At the time I called this level of interactivity "Proto-Interactive" although it is equivalent to what my professor calls reactive media.
Now, I'll fully admit, that's not much of a game (and according to most definitions of games, not actually a game at all). I just thought it would be interesting to see how different that experience was compared to a proper game, and hey, the writer and systems designer in me would love to come up with the branching story algorithms.
Of course, that's a case of the designer having more fun than the player, but again I was going to make it more as an experiment for myself rather than as a commercial project anyhow.
Now, I had always assumed that the resulting product would actually still be rather interesting and fun. My argument was based around my experience with Conway's Game of Life.
Conway's Game of Life is strangely engaging (I think it's fun anyway!), and yet is definitely what I would define as proto-interactive or reactionary: the user sets the starting conditions and then hits the "go!" button and watches what happens as the system reacts (without any further user input) to the starting conditions the user created.
I figured if that program was fun (as I found it) then an interactive fiction work operating under similar principals would be as well.
However, I now have evidence to the contrary. I recently found, download, and started to use Progress Quest. It at first looks like a simple RPG video game, but is, however, again only a reactionary program. You roll up a character and then just watch the game play itself.
Granted, the 'game' plays up the irony of its nature as a game you can't actually have fun playing by basing its design/interface around progress bars (hence the title), evoking imagery of all the excitement that is waiting for a file to download.
We've all had moments of irritation staring at slow moving progress bars, and so Progress Quest mocks us by being a game that consists of nothing BUT an endless series of progress bars.
So, perhaps some of my frustration stems from that little joke in the design.
However, I kept feeling as the game went on how much I just wanted to actually DO something.
It made me really want to actually take control and begin active play with the character I had made.
Now, to potentially address this 'problem' of reactionary software, I bring to you the topic of this entry's title: interactivity comes in degrees.
At one point when reading Chris Crawford on Interactive Storytelling he mentioned briefly that it would be possible to do such an interactive fiction work as I described above: roll up a character and the program determines what would happen to that character and outputs that story to you. It was but a brief mention of the book honestly, although reading it, an idea occurred to me:
If it is not enough to have players provide input only at the start of the story, then what happens if you let them have input at the end of each chapter as well?
Every chapter break allows the user to level up a few stats in his character, providing just a little bit more agency over the course the story goes.

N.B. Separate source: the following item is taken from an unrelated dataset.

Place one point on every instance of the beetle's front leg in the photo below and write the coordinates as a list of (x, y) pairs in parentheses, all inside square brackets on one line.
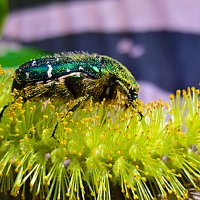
[(78, 102)]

Again, it's still not much, compared to most games.
But the point of that little thought experiment is to consider where that hypothetical game would exist in the interactivity scale I provided above.
Compared to most games one would describe as "fully interactive" it falls short, yet it is definitely more of a back-and-forth communication than a merely reactionary work. It exists as a new degree between the two. The same logic dictates that you could continue to split the game into smaller and smaller units between player inputs, until you eventually have a game that functions in real-time like an RTS.
All that above was bubbling around in my head when I read Brenda's blog post about frequency of choice she wrote almost a month ago. The extent to which interactivity comes in degrees is very much related to (if not exactly the same as) the frequency with which players are asked to make choices.
After all, the user's mode of 'speech' in the 'back-and-forth communication' that is interactivity as I define it IS the choices he or she makes. A higher frequency of choice means the more communication is traveling between the player and the system.
Video games have interactivity on a very high degree of depth compared to most other media. I have to wonder, however to what extent this phenomena can be used to legitimately judge a game.
As Progress Quest has shown me, a game with such a low frequency of choice can be maddening. Yet, at the same time, I find Conway's Game of Life fun and fascinating, which features only a slightly higher frequency of choice. Admittedly, you can more easily start over to create new starting conditions to experiment with in the latter program than you can with Progress Quest. Is that slight change what makes all the difference? Where then would my chapter-break interaction idea fall in that scale? In between those two, or somewhere beyond Conway's Game of Life? If it falls beyond it, then does that make it somehow better than Conway's Game of Life?